Le talentueux Mr Yared
Par le don de ses archives de travail à la BnF, le compositeur Gabriel Yared ouvre aux chercheurs les portes de son laboratoire créatif. Œuvres de jeunesse, chansons, orchestrations et jingles côtoient les manuscrits d’une soixantaine de bandes originales, dont celles pour les films L’Amant (1991) de Jean-Jacques Annaud, Le Patient anglais (1996) et Le Talentueux Mr Ripley (1999) d’Anthony Minghella, couronnées de prestigieuses récompenses.
Celui qui se définit comme un « autodidacte fervent » naît au Liban en 1949. Alors qu’aucun antécédent familial ne le prédestinait à une vie d’artiste, Gabriel Yared se passionne tout jeune enfant pour la musique. La riche bibliothèque musicale du pensionnat jésuite de Beyrouth regorge de partitions qu’il déchiffre sur l’orgue de la cathédrale. À partir des années 1970, c’est en suivant les enseignements de Henri Dutilleux, de Maurice Ohana, ainsi que des cours de contrepoint et fugue qu’il apprend et formalise son art.
Des débuts dans la publicité puis la variété
Ses premiers contrats dans une agence publicitaire aiguisent son sens de la formule musicale. Des liasses conservées dans le fonds jaillissent ainsi des mélodies associées à des marques bien connues : Shell, Hollywood Chewing Gum, Danone, Lego, Yves Rocher, Nivea, Gaz de France… Une autre mélodie sera sans doute familière aux oreilles des lecteurs de Chroniques : le générique du Journal de 20 heures sur TF1 ! En tant qu’orchestrateur et compositeur, Gabriel Yared travaille aussi avec de nombreux artistes de variété. Citons Charles Aznavour, Gilbert Bécaud, Michel Jonasz, Johnny Hallyday et Françoise Hardy.
Composer pour le cinéma
Les années 1980 marquent le début d’une plongée dans l’univers de la musique de films. À l’origine, une rencontre avec Jean-Luc Godard qui ne manque pas de piquant : désormais désireux de créer plus librement, le compositeur refuse le simple travail d’orchestration que le cinéaste de la Nouvelle Vague lui propose d’abord pour son film Sauve qui peut (La vie) ! Ses collaborateurs louent en Gabriel Yared un créateur passionné dont la musique se déploie sans jamais décalquer les images animées : il se méfiera longtemps de l’influence que des plans déjà tournés pourraient exercer sur ses compositions en cours. Le film articule ainsi deux œuvres à part entière, voire davantage puisque l’artiste ponctue ses travaux de références érudites : Ravel, Dutilleux, Strauss, Bach ou Chopin.
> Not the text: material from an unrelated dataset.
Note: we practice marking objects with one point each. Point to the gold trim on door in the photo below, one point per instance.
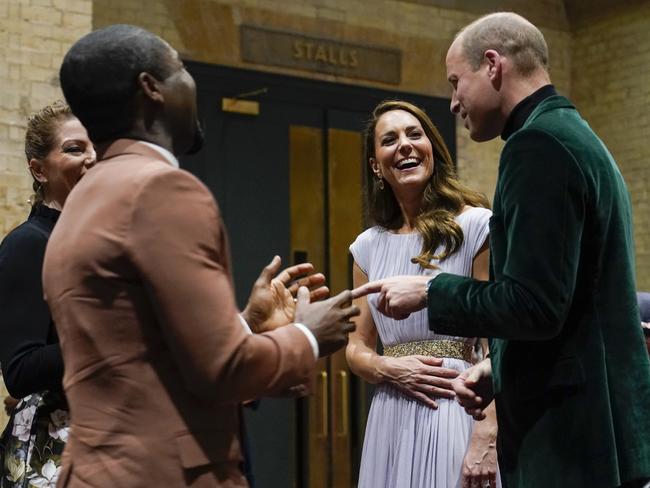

Au plus près du processus créatif
Certaines pièces tiennent une place singulière dans l’ensemble donné à la BnF, à l’instar des manuscrits concernant le film Camille Claudel de Bruno Nuytten, sorti en 1988. Bouleversé par le jeu des acteurs qui le décida à composer pour ce film, Gabriel Yared éprouve encore aujourd’hui une tendresse toute particulière pour cette œuvre, symbole de l’imbrication entre les sphères professionnelle et personnelle dont les archives d’artistes se font immanquablement l’écho. Des échecs naissent aussi de véritables pépites pour les chercheurs qui s’intéressent au processus de création. Le fonds renferme par exemple les tirages de musiques composées pour le blockbuster Troy (Wolfgang Petersen, 2003) : ces versions, enregistrées puis rejetées par la production, ne figurent pas dans le montage final. Prolifique, Gabriel Yared a également composé des musiques de ballet, notamment pour les chorégraphes Roland Petit et Carolyn Carlson. Aujourd’hui encore, il poursuit sa quête de beauté avec une rigueur qui n’a d’égale que sa générosité.